Yes, Laura knew that to be true instinctively. And while it was theoretically chilling, sickening, it was so elemental a fact of life that it failed to stir any actual ire.
“Well,” she said, “wouldn’t your father know about it?” And her stomach dropped out. His father. She remembered it now. “I’m sorry,” she said quickly, her eyes stinging with sympathy for him. Aaron’s eyes, however, remained implacable.
“I don’t want your sorrow. I want answers.”
“I know. I’m trying.”
“Are you? Do you know what trying is? When the company collapsed, my father ranted for months, until, finally, he was a pathetic wreck, locked in his room, gibbering in the dark. Until he didn’t even have the strength or courage to go on with that anymore. So ‘trying,’ as you put it, is piecing together his babbling nonsense after he was gone and using it to hunt down his ghosts. I pieced it together. I constructed my programs; I cut into the systems I needed. How much help do you think I had with all that? Was anyone else in my family able? Were any of my father’s associates willing to even speak to me? What do you think?”
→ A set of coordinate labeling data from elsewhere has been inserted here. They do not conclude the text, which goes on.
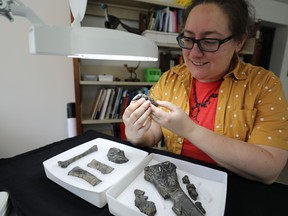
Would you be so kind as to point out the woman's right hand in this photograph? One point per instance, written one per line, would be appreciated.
(136, 118)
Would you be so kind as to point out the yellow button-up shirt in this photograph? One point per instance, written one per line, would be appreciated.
(251, 105)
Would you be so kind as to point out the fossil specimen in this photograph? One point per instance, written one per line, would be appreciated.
(138, 96)
(192, 191)
(185, 180)
(146, 207)
(66, 163)
(85, 175)
(103, 168)
(116, 155)
(164, 178)
(190, 187)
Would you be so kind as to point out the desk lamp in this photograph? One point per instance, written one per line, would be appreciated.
(80, 42)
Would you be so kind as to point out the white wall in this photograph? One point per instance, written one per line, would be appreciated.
(34, 90)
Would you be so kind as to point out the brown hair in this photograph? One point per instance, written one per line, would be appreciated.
(239, 12)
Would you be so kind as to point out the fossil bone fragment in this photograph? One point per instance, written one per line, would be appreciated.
(85, 175)
(66, 163)
(103, 168)
(185, 180)
(117, 155)
(146, 207)
(164, 177)
(138, 96)
(192, 191)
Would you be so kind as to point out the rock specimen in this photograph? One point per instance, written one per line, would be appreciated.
(146, 207)
(164, 178)
(66, 163)
(116, 155)
(192, 191)
(138, 96)
(103, 168)
(85, 175)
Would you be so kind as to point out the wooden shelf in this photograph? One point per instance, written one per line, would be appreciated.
(116, 83)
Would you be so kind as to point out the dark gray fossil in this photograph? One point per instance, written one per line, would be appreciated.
(145, 206)
(164, 178)
(117, 155)
(138, 96)
(193, 193)
(66, 163)
(103, 168)
(85, 175)
(185, 180)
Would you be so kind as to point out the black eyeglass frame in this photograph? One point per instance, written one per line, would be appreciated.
(198, 42)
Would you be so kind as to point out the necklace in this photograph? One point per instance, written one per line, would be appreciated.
(196, 108)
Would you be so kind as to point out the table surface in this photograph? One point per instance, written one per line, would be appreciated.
(32, 193)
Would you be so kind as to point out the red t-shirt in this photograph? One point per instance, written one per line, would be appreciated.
(205, 117)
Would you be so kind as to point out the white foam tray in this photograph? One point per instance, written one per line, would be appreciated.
(95, 195)
(211, 186)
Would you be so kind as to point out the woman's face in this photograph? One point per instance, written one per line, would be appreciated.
(209, 21)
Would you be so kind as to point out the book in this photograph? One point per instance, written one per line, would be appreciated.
(96, 102)
(101, 103)
(110, 103)
(105, 104)
(116, 102)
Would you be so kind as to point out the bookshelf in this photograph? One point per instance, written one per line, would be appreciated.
(85, 90)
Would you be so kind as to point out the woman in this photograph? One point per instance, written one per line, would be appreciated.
(216, 108)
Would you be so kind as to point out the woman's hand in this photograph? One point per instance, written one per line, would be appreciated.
(137, 120)
(175, 120)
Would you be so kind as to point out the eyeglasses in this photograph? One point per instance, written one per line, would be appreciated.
(204, 44)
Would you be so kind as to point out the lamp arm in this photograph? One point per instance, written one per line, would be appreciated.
(8, 8)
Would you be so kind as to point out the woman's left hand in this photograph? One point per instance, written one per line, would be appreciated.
(175, 119)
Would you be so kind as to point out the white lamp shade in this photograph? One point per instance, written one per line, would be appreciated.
(92, 43)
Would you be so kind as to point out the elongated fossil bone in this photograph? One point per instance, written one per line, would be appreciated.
(85, 175)
(103, 168)
(66, 163)
(164, 178)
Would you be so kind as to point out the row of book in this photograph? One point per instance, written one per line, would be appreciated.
(110, 103)
(164, 20)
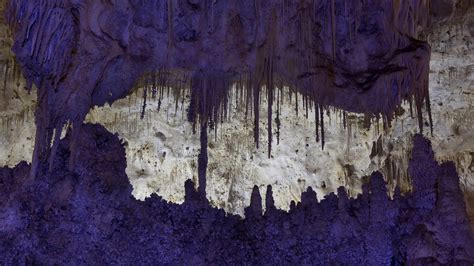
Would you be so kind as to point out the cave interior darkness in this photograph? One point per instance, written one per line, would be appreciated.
(367, 62)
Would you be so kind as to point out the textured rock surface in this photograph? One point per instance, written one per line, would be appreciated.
(232, 173)
(90, 217)
(85, 53)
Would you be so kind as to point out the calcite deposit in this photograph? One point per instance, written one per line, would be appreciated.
(266, 106)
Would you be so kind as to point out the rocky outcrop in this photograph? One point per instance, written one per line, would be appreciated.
(84, 218)
(357, 56)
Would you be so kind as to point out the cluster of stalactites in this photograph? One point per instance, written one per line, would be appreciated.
(11, 73)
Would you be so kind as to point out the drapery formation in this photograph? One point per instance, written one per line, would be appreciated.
(358, 56)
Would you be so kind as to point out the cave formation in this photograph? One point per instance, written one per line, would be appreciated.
(74, 203)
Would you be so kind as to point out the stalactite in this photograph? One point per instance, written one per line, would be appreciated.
(5, 78)
(316, 118)
(256, 107)
(321, 109)
(145, 92)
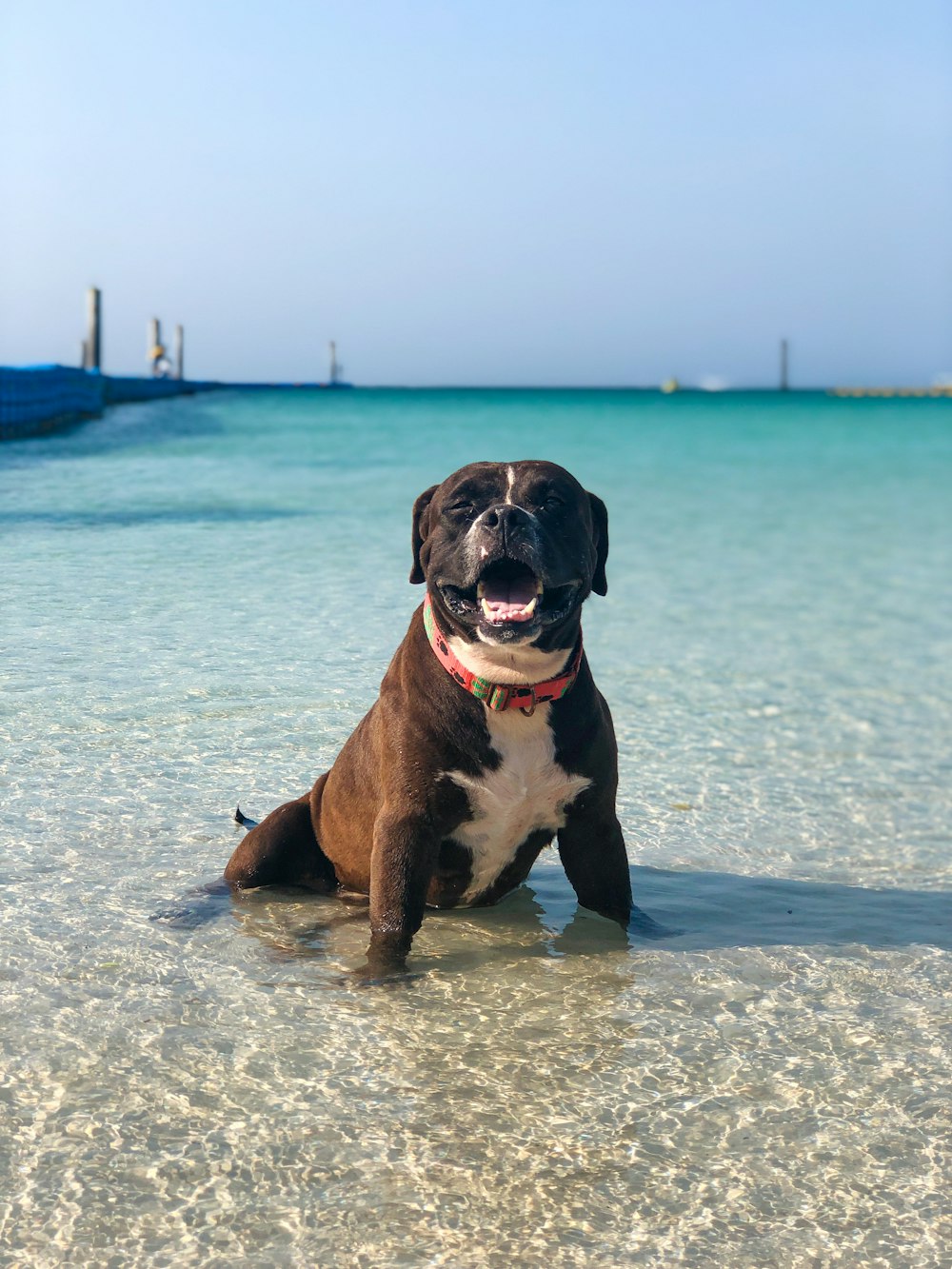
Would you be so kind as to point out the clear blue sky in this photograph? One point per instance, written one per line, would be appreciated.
(524, 191)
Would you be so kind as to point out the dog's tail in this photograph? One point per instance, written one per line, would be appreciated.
(244, 820)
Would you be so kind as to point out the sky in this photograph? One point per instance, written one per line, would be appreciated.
(521, 193)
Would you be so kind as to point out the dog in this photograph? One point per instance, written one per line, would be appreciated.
(489, 738)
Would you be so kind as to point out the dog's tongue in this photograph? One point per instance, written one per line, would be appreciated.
(508, 601)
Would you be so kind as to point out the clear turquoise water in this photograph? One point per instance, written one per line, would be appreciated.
(198, 601)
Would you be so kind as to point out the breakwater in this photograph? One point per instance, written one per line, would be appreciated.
(40, 399)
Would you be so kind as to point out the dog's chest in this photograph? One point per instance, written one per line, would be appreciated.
(527, 791)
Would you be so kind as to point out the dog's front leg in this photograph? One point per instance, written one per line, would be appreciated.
(592, 849)
(402, 867)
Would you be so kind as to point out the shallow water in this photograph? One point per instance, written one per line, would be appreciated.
(198, 601)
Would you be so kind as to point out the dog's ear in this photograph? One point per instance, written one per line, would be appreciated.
(600, 523)
(422, 526)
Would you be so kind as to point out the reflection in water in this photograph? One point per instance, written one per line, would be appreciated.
(767, 1086)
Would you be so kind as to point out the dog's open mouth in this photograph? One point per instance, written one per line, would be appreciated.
(508, 593)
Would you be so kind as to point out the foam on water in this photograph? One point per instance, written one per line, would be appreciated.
(198, 601)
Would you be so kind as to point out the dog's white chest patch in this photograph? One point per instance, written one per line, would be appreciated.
(526, 792)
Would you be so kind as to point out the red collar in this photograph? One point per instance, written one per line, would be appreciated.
(499, 696)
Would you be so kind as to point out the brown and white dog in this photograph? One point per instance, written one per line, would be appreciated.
(489, 738)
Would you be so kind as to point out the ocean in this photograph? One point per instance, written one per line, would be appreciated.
(198, 599)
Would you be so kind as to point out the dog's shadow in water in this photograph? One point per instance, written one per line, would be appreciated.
(689, 911)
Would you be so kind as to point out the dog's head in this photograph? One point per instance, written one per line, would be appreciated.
(510, 551)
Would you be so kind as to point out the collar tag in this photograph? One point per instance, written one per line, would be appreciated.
(524, 697)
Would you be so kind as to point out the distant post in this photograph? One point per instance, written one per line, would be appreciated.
(91, 346)
(156, 349)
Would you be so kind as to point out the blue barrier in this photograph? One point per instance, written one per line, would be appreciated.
(38, 399)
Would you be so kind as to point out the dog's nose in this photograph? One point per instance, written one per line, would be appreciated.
(506, 518)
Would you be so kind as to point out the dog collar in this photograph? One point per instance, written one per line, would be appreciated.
(499, 696)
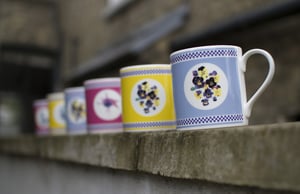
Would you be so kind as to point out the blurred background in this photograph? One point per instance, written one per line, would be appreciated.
(48, 45)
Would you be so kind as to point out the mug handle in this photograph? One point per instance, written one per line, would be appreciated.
(261, 89)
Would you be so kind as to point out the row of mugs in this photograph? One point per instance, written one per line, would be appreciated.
(203, 87)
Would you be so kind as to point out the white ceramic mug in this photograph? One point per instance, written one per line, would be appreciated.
(209, 86)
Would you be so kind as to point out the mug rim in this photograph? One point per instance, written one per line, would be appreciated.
(40, 101)
(101, 80)
(74, 89)
(203, 47)
(56, 96)
(143, 66)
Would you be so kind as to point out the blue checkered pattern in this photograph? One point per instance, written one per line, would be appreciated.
(149, 124)
(203, 54)
(210, 120)
(146, 72)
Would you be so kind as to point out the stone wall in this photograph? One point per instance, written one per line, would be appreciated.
(28, 22)
(87, 29)
(250, 159)
(87, 32)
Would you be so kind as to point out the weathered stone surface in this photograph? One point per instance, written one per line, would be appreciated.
(264, 156)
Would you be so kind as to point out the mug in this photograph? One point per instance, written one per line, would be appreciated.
(75, 110)
(104, 105)
(210, 86)
(41, 116)
(147, 98)
(56, 107)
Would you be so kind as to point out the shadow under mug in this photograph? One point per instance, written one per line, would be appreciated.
(210, 86)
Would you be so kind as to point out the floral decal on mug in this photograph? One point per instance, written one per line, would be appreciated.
(77, 110)
(148, 97)
(206, 86)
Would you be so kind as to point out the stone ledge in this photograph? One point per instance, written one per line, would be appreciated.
(265, 156)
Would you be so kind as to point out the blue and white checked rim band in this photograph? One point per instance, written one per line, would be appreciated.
(150, 124)
(146, 72)
(217, 119)
(229, 52)
(103, 126)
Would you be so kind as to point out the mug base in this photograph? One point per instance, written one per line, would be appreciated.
(203, 127)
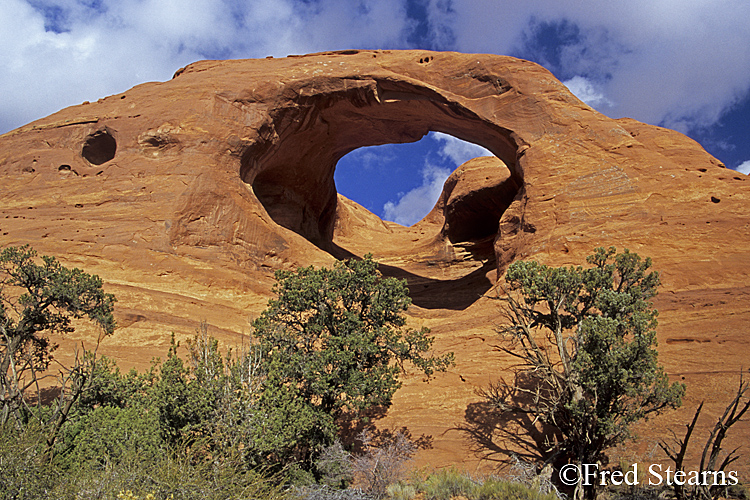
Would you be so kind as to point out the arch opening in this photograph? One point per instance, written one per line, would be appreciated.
(401, 183)
(291, 169)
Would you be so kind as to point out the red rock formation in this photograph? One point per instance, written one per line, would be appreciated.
(185, 196)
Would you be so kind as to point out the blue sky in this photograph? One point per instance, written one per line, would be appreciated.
(682, 64)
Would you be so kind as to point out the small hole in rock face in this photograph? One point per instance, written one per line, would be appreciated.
(99, 147)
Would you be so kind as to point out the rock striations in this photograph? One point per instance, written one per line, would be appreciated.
(185, 196)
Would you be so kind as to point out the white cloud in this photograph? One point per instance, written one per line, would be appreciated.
(586, 91)
(456, 150)
(681, 64)
(412, 206)
(744, 167)
(89, 50)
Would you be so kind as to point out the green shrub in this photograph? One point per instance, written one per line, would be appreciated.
(448, 483)
(401, 491)
(498, 489)
(23, 472)
(107, 434)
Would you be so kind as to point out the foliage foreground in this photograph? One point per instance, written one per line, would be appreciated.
(585, 340)
(328, 349)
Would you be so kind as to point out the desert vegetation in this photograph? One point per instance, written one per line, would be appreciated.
(288, 413)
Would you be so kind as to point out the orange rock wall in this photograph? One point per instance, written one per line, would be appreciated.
(185, 196)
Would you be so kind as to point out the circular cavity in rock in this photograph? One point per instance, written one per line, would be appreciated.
(99, 147)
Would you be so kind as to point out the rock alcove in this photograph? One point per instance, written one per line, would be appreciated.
(292, 170)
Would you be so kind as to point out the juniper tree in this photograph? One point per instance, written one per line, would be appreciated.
(585, 339)
(334, 344)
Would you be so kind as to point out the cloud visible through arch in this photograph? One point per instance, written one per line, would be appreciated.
(412, 206)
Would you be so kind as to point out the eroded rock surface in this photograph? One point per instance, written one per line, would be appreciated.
(186, 195)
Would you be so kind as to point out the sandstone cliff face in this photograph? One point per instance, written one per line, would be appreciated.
(184, 196)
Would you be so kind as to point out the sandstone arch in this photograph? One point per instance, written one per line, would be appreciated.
(172, 225)
(291, 168)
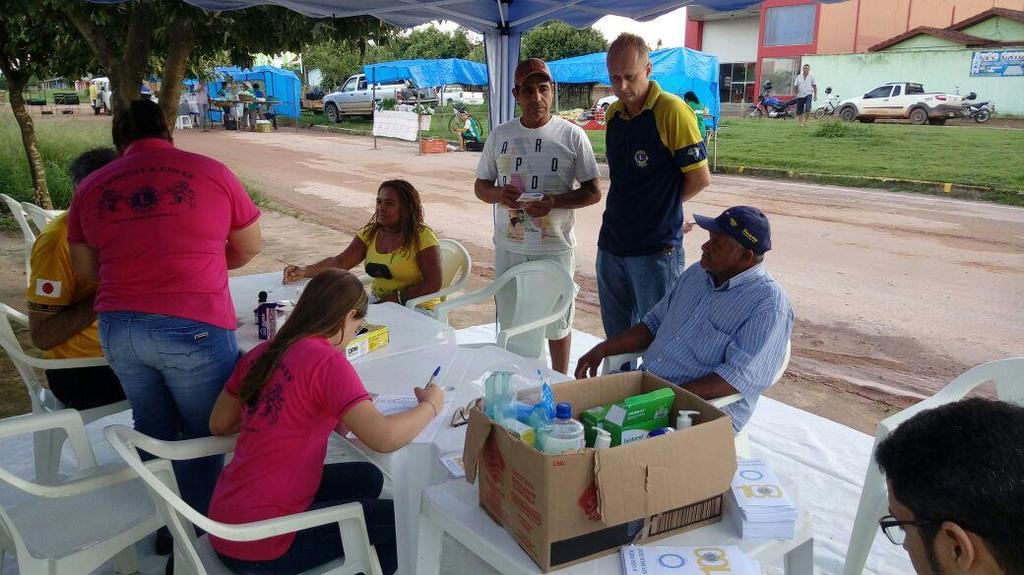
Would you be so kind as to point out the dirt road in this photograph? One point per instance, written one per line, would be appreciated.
(894, 294)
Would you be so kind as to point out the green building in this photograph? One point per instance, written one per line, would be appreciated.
(982, 54)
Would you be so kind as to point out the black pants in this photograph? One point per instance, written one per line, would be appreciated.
(84, 388)
(342, 483)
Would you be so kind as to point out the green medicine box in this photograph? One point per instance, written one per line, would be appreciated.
(630, 419)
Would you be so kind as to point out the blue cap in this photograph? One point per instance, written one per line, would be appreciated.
(563, 410)
(747, 225)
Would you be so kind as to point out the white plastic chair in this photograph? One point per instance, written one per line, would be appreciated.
(40, 216)
(613, 363)
(544, 293)
(457, 266)
(195, 556)
(79, 525)
(30, 236)
(47, 443)
(1009, 378)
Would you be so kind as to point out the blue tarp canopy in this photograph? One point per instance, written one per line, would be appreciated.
(677, 71)
(428, 73)
(502, 23)
(275, 82)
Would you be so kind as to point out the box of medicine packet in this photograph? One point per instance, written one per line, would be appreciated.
(570, 507)
(369, 339)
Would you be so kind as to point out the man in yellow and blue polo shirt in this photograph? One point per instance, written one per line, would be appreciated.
(60, 318)
(656, 161)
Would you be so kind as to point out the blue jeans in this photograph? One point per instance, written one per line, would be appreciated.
(629, 286)
(342, 483)
(172, 370)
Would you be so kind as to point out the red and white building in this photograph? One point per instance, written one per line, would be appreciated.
(768, 40)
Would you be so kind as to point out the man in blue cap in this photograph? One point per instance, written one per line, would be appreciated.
(723, 327)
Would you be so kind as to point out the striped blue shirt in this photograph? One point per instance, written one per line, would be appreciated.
(738, 330)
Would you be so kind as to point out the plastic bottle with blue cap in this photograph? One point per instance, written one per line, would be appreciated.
(565, 434)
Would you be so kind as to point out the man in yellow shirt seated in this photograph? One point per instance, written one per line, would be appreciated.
(60, 318)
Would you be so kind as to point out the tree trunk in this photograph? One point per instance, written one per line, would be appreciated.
(181, 43)
(16, 82)
(128, 71)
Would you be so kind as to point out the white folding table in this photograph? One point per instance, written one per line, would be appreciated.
(417, 345)
(454, 509)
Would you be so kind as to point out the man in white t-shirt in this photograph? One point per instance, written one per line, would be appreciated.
(806, 90)
(537, 152)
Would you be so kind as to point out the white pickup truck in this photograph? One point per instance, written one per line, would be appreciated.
(904, 100)
(356, 96)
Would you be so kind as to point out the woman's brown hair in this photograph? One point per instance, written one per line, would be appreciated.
(321, 311)
(411, 210)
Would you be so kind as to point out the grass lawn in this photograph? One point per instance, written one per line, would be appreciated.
(970, 156)
(60, 140)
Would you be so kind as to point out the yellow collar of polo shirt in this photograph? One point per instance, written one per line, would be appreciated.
(652, 93)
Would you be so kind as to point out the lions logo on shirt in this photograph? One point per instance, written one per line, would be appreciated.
(47, 288)
(640, 159)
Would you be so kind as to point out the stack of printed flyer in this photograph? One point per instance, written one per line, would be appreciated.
(758, 504)
(698, 560)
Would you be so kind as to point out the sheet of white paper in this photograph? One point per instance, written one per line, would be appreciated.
(388, 403)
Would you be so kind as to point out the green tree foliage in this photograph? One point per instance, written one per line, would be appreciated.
(36, 42)
(556, 40)
(127, 38)
(431, 42)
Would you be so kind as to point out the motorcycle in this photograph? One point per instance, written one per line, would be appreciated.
(771, 106)
(979, 112)
(827, 108)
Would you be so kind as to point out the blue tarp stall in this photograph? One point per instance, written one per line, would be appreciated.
(275, 82)
(428, 73)
(677, 71)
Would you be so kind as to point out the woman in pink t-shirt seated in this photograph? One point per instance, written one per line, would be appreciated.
(284, 399)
He was raging now. His face was red, and his breath was coming short.
“Well, it took a year, but I found you. I enrolled myself in this liberal cesspool of a college just to get close to you.
That’s
trying. And guess what? Now that I’m here, I still . . . have . . .
nothing!
”
She stared at him, the car filled with his short gasps. She was pressed against the door behind her, watching him. A year just to find her. He was writing programs,
inventing
them from the sound of it, before that. Had he been twelve when he did that? Eleven? And officially enrolled in college, one that was apparently well beneath him, at fourteen? Putting aside that his IQ was clearly off the charts, he had spent two years of his childhood devoted to determining why his father had killed himself? Laura suddenly found it impossible to hate him. Pity him, yes. Fear him, surely. But her anger for him had evaporated.
“All right, Aaron. All right. Tell me, how does the Librarian figure into this?”
He looked up, his chest still laboring, although now it looked as though his energy was devoted to holding back tears. He was just too exhausted to resist her anymore.
“Of the many things my father let loose in his last few days, the one that preoccupied him the most was this Librarian. From what I could figure, the Librarian had once worked for him, was an employee of Intellitech a long time ago. But he developed a social algorithm called the Global Dynamic, a kind of a theory of human interaction that could predict business and cultural developments on a massive scale. It had the potential to revolutionize economics, the entire political-industrial landscape. He had developed it, but he wouldn’t share it.” Aaron shook his head in frustration. “Something like that. This is all from my father’s disjointed ramblings. Intellitech’s records of this Librarian, his exact position, the time he was employed, even his name, were all expunged. But from what I reconstructed of my father’s logic, what happened to Intellitech at the end is pent up with this Librarian’s theory and whatever it let loose.”
Laura could see what the Librarian meant to Aaron, both a traumatized boy and a terrifyingly competent adult. In examining his pain, Laura’s own whirlwind had quieted somewhat. Enough, at any rate, to see what the Librarian could mean for her.